Closed davidbrochart closed 3 years ago
Thanks for working on this! I see the same behavior locally as on the CI here.
I could be wrong (I haven't worked with the BLOSC library previously), but it might be related to the addition of BLOSC_MAX_OVERHEAD
in this line?. (I think it was correct to include this BLOSC_MAX_OVERHEAD in the sizeOut
computation several lines above, but it does not need to also be added to sizeCompressed
).
Apparently BLOSC_MAX_OVERHEAD is 16
I could be wrong (I haven't worked with the BLOSC library previously), but it might be related to the addition of
BLOSC_MAX_OVERHEAD
in this line?. (I think it was correct to include this BLOSC_MAX_OVERHEAD in thesizeOut
computation several lines above, but it does not need to also be added tosizeCompressed
).
Thanks for looking into it @grlee77. zarr-python seems to be more tolerant, as it can read z5py-zarr-blosc successfully, but that doesn't mean these trailing 16 bytes are valid. I'll investigate before we merge this PR.
Thanks for looking into it @grlee77. zarr-python seems to be more tolerant, as it can read z5py-zarr-blosc successfully, but that doesn't mean these trailing 16 bytes are valid. I'll investigate before we merge this PR.
Let me know what you find, should hopefully be a simple fix in z5. Maybe I am accidentally padding something when writing blosc.
python-blosc doesn't seem to be able to read the chunks either:
>>> import blosc
>>> with open("data/z5py.zr/blosc/lz4/0.0.0", "rb") as f:
... data = f.read()
...
>>> d = blosc.decompress(data)
Traceback (most recent call last):
File "<stdin>", line 1, in <module>
File "/home/david/mambaforge/envs/zarr_implementations-dev/lib/python3.8/site-packages/blosc/toplevel.py", line 594, in decompress
return _ext.decompress(bytes_like, as_bytearray)
blosc_extension.error: Error 10032 : not a Blosc buffer or header info is corrupted
@constantinpape I think you should not store the maximum possible size of the compressed data.

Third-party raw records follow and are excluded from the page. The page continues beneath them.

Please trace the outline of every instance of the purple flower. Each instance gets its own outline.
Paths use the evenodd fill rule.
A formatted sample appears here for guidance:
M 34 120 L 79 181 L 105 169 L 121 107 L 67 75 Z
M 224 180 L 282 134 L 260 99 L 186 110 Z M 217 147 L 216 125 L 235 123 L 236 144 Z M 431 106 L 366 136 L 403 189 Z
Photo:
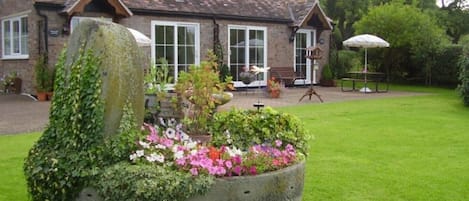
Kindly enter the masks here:
M 228 169 L 231 169 L 233 167 L 233 163 L 231 163 L 231 161 L 225 161 L 225 166 L 228 168 Z
M 233 172 L 236 174 L 236 175 L 241 175 L 241 172 L 242 172 L 243 168 L 241 168 L 241 166 L 237 165 L 233 168 Z
M 251 168 L 249 168 L 249 174 L 251 175 L 257 174 L 256 166 L 252 166 Z
M 277 146 L 277 147 L 282 146 L 282 141 L 281 140 L 275 140 L 275 146 Z
M 199 175 L 199 171 L 197 170 L 197 168 L 191 168 L 189 171 L 193 176 Z

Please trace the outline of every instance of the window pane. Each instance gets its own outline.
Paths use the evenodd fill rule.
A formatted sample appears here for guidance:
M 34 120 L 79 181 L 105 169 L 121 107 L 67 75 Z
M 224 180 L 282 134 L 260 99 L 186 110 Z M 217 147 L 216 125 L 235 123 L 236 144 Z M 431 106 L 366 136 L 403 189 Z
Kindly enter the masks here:
M 195 47 L 187 47 L 187 64 L 195 64 Z
M 3 45 L 4 45 L 4 55 L 11 55 L 11 27 L 10 21 L 5 20 L 3 22 Z
M 178 27 L 178 44 L 186 44 L 186 27 Z
M 187 64 L 186 58 L 187 58 L 186 48 L 178 47 L 178 64 Z
M 155 29 L 156 29 L 156 31 L 155 31 L 155 38 L 156 38 L 155 42 L 156 42 L 156 44 L 165 44 L 165 40 L 164 40 L 165 26 L 156 25 Z
M 174 64 L 174 46 L 166 46 L 166 59 L 168 60 L 168 64 Z
M 186 31 L 186 44 L 195 45 L 195 27 L 187 27 Z
M 20 53 L 20 21 L 13 21 L 13 54 Z
M 160 58 L 166 58 L 166 54 L 164 52 L 164 46 L 156 46 L 155 58 L 158 61 Z
M 173 26 L 166 26 L 165 30 L 165 43 L 166 44 L 174 44 L 174 27 Z
M 21 18 L 21 54 L 28 54 L 28 18 Z

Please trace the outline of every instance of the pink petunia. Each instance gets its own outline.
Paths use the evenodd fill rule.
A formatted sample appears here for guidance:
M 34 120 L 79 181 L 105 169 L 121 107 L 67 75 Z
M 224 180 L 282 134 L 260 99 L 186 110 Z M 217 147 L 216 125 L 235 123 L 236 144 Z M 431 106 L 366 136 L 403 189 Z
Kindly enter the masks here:
M 249 174 L 251 174 L 251 175 L 256 175 L 257 174 L 256 166 L 252 166 L 251 168 L 249 168 Z
M 197 170 L 197 168 L 191 168 L 189 171 L 193 176 L 199 175 L 199 171 Z

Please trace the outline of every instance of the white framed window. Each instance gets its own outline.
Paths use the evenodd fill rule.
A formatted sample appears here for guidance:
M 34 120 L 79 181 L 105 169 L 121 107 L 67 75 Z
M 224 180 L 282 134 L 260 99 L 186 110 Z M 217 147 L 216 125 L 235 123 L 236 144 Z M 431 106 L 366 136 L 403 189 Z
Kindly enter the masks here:
M 240 85 L 240 74 L 249 66 L 267 66 L 267 28 L 257 26 L 228 26 L 228 66 L 236 85 Z M 253 85 L 265 85 L 267 73 L 258 75 Z M 246 83 L 245 83 L 246 84 Z
M 294 70 L 298 77 L 306 77 L 306 80 L 296 80 L 295 84 L 316 83 L 316 71 L 312 69 L 313 63 L 306 58 L 306 48 L 315 46 L 316 30 L 300 29 L 296 32 L 294 41 Z M 312 78 L 312 79 L 311 79 Z
M 2 20 L 2 58 L 29 58 L 28 17 L 26 15 Z
M 161 58 L 168 61 L 170 76 L 177 81 L 179 72 L 200 63 L 200 28 L 197 23 L 152 21 L 151 57 L 158 66 Z
M 112 18 L 109 17 L 82 17 L 82 16 L 73 16 L 70 20 L 70 33 L 73 33 L 73 29 L 77 27 L 80 22 L 84 19 L 95 19 L 95 20 L 104 20 L 112 22 Z

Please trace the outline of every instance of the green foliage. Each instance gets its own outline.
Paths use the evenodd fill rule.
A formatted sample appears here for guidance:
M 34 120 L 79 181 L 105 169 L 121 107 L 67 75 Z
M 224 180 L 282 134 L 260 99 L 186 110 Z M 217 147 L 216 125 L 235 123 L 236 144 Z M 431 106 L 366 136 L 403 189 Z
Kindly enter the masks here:
M 52 91 L 53 87 L 53 71 L 46 64 L 46 56 L 40 55 L 34 66 L 36 78 L 36 90 L 38 92 Z
M 431 83 L 437 86 L 455 87 L 458 81 L 458 63 L 462 55 L 462 46 L 444 46 L 442 51 L 436 55 L 435 65 L 431 69 Z
M 459 81 L 459 94 L 464 105 L 469 107 L 469 57 L 467 55 L 461 56 L 459 62 Z
M 159 59 L 160 65 L 153 64 L 145 75 L 145 94 L 157 94 L 164 96 L 169 83 L 173 82 L 173 77 L 169 76 L 168 61 Z
M 383 65 L 394 75 L 430 76 L 435 55 L 448 43 L 432 16 L 399 1 L 371 8 L 354 28 L 356 33 L 375 34 L 391 44 L 389 49 L 376 50 L 383 56 L 372 58 L 384 58 Z
M 299 152 L 307 153 L 307 136 L 301 121 L 290 114 L 270 107 L 259 111 L 232 109 L 217 113 L 211 124 L 212 144 L 232 144 L 239 149 L 281 140 L 292 144 Z
M 190 134 L 208 134 L 218 100 L 214 94 L 221 94 L 225 88 L 219 80 L 216 56 L 209 52 L 209 60 L 200 66 L 192 65 L 189 72 L 181 72 L 175 86 L 176 92 L 191 103 L 183 122 Z
M 329 66 L 329 64 L 326 64 L 324 65 L 321 71 L 321 80 L 328 81 L 332 79 L 333 79 L 333 76 L 332 76 L 331 67 Z
M 136 140 L 131 132 L 136 120 L 129 112 L 122 118 L 128 123 L 119 128 L 126 134 L 104 137 L 100 59 L 91 50 L 80 50 L 67 71 L 65 52 L 56 65 L 49 125 L 24 164 L 32 200 L 73 200 L 102 167 L 127 159 Z
M 167 201 L 204 194 L 212 183 L 207 175 L 193 177 L 166 166 L 123 162 L 106 168 L 96 187 L 105 201 Z

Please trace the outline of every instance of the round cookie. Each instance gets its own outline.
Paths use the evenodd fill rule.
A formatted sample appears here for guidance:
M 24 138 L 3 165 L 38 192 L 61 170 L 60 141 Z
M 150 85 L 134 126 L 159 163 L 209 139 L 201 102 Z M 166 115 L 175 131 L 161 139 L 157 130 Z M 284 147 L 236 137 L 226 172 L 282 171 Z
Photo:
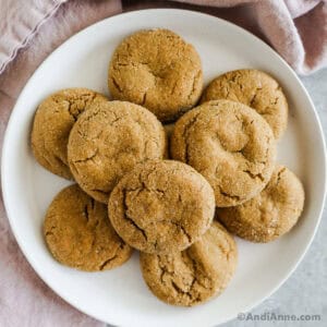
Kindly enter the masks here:
M 76 184 L 63 189 L 50 204 L 44 235 L 58 262 L 81 270 L 108 270 L 132 254 L 110 225 L 107 207 Z
M 122 175 L 136 164 L 161 159 L 165 154 L 161 123 L 145 108 L 124 101 L 92 106 L 73 126 L 68 145 L 76 182 L 106 204 Z
M 204 90 L 201 102 L 227 99 L 244 104 L 262 114 L 276 138 L 288 123 L 288 102 L 280 85 L 258 70 L 238 70 L 215 78 Z
M 66 88 L 47 97 L 38 106 L 33 123 L 31 141 L 36 160 L 49 171 L 73 179 L 66 159 L 71 129 L 92 104 L 107 100 L 87 88 Z
M 231 208 L 218 208 L 226 228 L 252 242 L 269 242 L 287 233 L 298 221 L 304 205 L 304 190 L 296 175 L 277 166 L 263 192 Z
M 233 238 L 214 221 L 201 240 L 183 252 L 141 253 L 140 261 L 144 280 L 157 298 L 193 306 L 226 289 L 237 267 L 238 250 Z
M 152 160 L 125 174 L 109 198 L 109 217 L 118 234 L 147 253 L 182 251 L 209 228 L 214 191 L 192 167 Z
M 201 59 L 192 45 L 171 31 L 141 31 L 116 49 L 108 86 L 114 99 L 142 105 L 160 121 L 173 121 L 199 99 Z
M 241 204 L 268 183 L 276 142 L 268 123 L 253 109 L 229 100 L 208 101 L 175 123 L 170 155 L 202 173 L 216 205 Z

Blosc gives you the actual size after it has compressed, you can see how we do it in xtensor-io.
Thanks, I will have a look.
Let me know what you find, should hopefully be a simple fix in z5. Maybe I am accidentally padding something when writing blosc.
Hopefully it is as simple as removing BLOSC_MAX_OVERHEAD from this line
I had an initial look and I can reproduce this locally. Unfortunately it looks like just removing the overhead here does not fix the issue. But maybe I missed something, gonna have a closer look when I have time (not sure if I ll manage before the weekend.)
I had another look, and removing the BLOSC_MAX_OVERHEAD
fixes the issue; I just didn't see it locally for some other reason.
I am trying to fix the windows ci in z5 (https://github.com/constantinpape/z5/pull/181) and will then draft a release to fix the tests here as well.
Ok, I drafted a new release. (Windows build issues seem to be unrelated, https://github.com/ilammy/msvc-dev-cmd/issues/34) Should be on conda forge in the next few days, then we can update the dependencies here.
I updated the env so that the correct z5py version is installed. That seems to work, but now a bunch of other tests fail. I am not quite sure what's going on.
It looks like there is a new nested
parameter for the read functions? I will need to implement that.
It looks like there is a new
nested
parameter for the read functions? I will need to implement that.
I see, that's probably due to the zarr release that happened in the meantime. This might be solved by #33 already and it would be enough to rebase onto master. Maybe @grlee77 or @joshmoore could comment.
I just rebased but that is not enough. I guess that this nested
argument is related to the dimension separator, I'm going to look into it.
@davidbrochart, I can help take a look at this. I think the issue is that the nested vs. flat here was implemented prior to dimension_separator
, so I was relying on parsing the filenames to determine what the separator was.
Basically there are v2 files where 'dimension_separator' is '/', but I don't think the .zr
files currently have that attribute in the JSON, it is just being manually specified at read time like here based on the filename having "nested" or "flat" in it:
https://github.com/zarr-developers/zarr_implementations/blob/7349e03aa8622982611c13ad9af48a4937173546/test/test_read_all.py#L73-L84
I think Josh said that key_separator argument may be going away, so I should update the zarr python generators/tests to rely on the dimension_separator
key instead.
This PR will require zarr-python >= 2.8 so that the dimension_separator
metadata key gets used. The conda-forge package for 2.8 was just uploaded, so it should work now. See: https://github.com/davidbrochart/zarr_implementations/pull/1
Thanks @grlee77, all green now!
🚀 Merging so I can rebase the jzarr PR.
It looks like xtensor-zarr cannot read zarr v2 written by z5py using blosc compression. What I can see:
"fill_value": 0.0
, which is not a valid unsigned 8-bit integer value, although it can be cast to it.